The coronavirus pandemic unleashed the new road terrors, even as motorists reduced the miles they drove — but did so with greater speed, recklessness, impairment, and distraction, wiping out years of safety gains, the newspaper reported. Officials had believed that the road toll would decline, even as greater normality returned, and motorists returned to heavy driving. But this has not occurred, prompting U.S. officials to crackdown on scofflaws and to push for heightened safety efforts, especially with funding from the $1 trillion infrastructure bill approved recently in bipartisan fashion by Congress. As the newspaper noted:
“Three pandemic-era behavioral trends that helped to push deaths higher in 2020 worsened in 2021, according to the data. Speeding-related fatalities increased 17% from 2019 to 2020, when the coronavirus pandemic began. They continued their climb in 2021, increasing another 5%. The yearly tally of lives lost in such crashes rose from 9,592 in 2019 to 11,258 in 2020, followed by 11,780 last year. Deaths among those who were not wearing seat belts increased by 14% in the pandemic’s first year, a figure that grew another 3% in 2021, according to the data. And alcohol-related crashes, as reported by police, were up 16% in 2020, followed by another 5% last year. Other road safety measures that rose early in the pandemic seemed to moderate. Deaths in rollover crashes, which road safety experts say are particularly violent and often involve a single vehicle, went up sharply in 2020 compared with a year earlier, rising 13%. Fatalities in such crashes fell by 4% between 2020 and 2021 but were still above 2019 levels.”
The governors’ road safety group had these salient observations about the pedestrian toll:
“Drivers of passenger cars have consistently accounted for the greatest number of fatal pedestrian crashes. However, over the past decade the number of pedestrian deaths in crashes involving sport utility vehicles (SUVs) increased at a faster rate than deaths in crashes involving passenger cars – 36% versus 27%, respectively.
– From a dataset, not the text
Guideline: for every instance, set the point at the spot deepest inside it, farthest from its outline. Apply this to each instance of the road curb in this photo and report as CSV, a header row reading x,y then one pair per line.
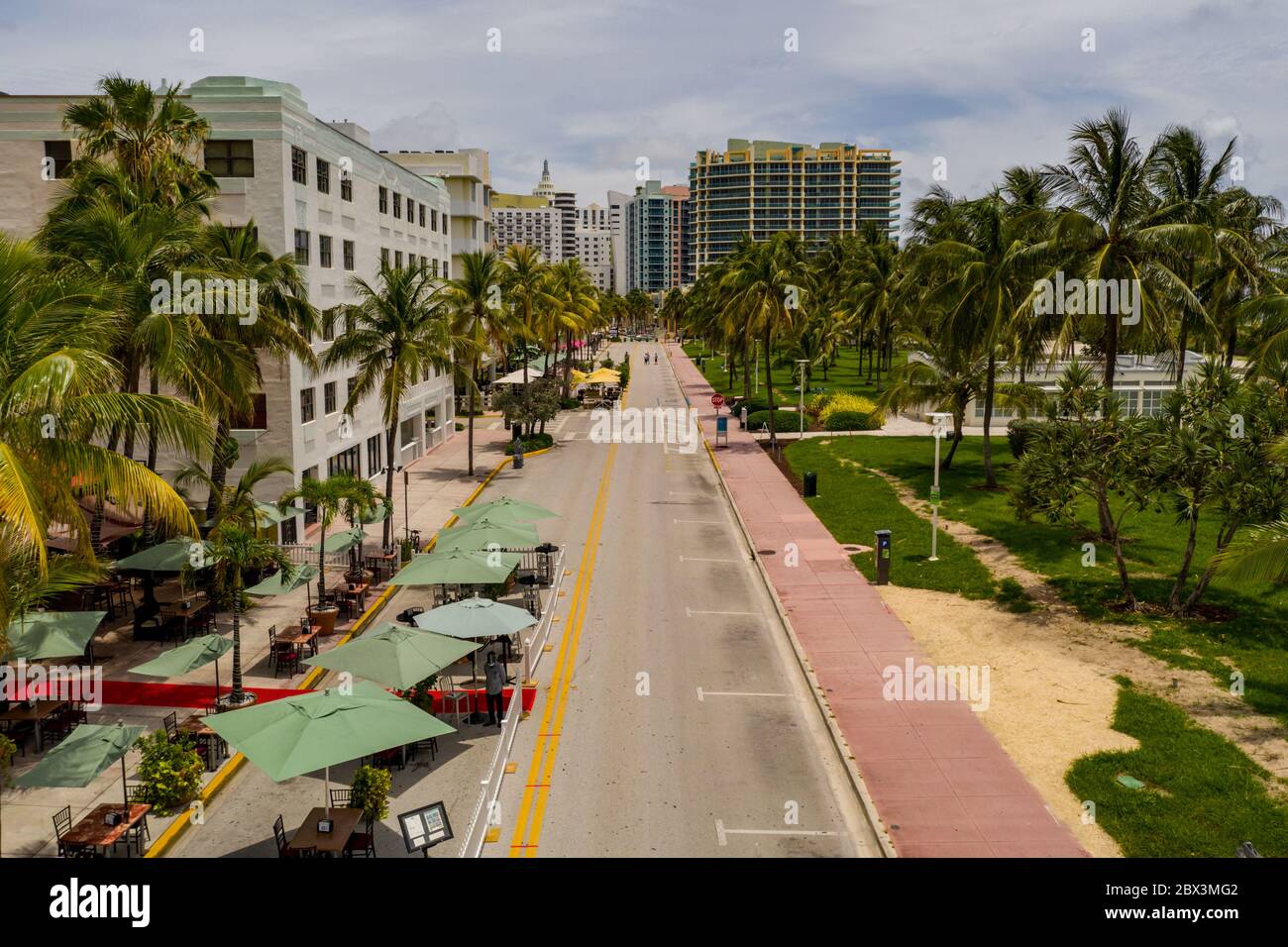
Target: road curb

Because of their greater body weight and larger profile, SUVs can cause more harm to a person on foot when a crash occurs.
“Most pedestrian fatalities continue to occur at night, although nighttime deaths have accounted for an even larger share over the past few years. In 2020, more than 76% of deaths with a known lighting condition were at night. Since 2014, nighttime pedestrian deaths have risen by 41%, from 3,510 in 2014 to 4,951 in 2020.”
In my practice, I see not only the harms that patients suffer while seeking medical services, but also the damage that can be inflicted on them and their loved ones by wrecks involving pedestrians, bikes, motorcycles, cars, and trucks. We are all, due to vehicular menaces, one unfortunate step into a busy intersection away from seeing our lives, families, and finances upended with short- and long-term harms.
It seems that another “d” must be added to problems that we motorists can improve to benefit the greater safety of all — destructiveness. It is unacceptable to speed and to recklessly disregard proven safety measures, including personal restraints, and common-sense conduct behind the wheel while purportedly navigating several tons of metal, glass, and plastic flying down the way. It is unacceptable to be distracted (by electronic devices, especially for texting, or loud music or conversation), to be drugged (with intoxicants like alcohol or marijuana or prescription medications). If you are sleepy, angry, or frustrated, don’t work out your difficulties by driving and putting yourself and others at risk.
We’ve got a lot of work to do to make our streets and highways safer for us all.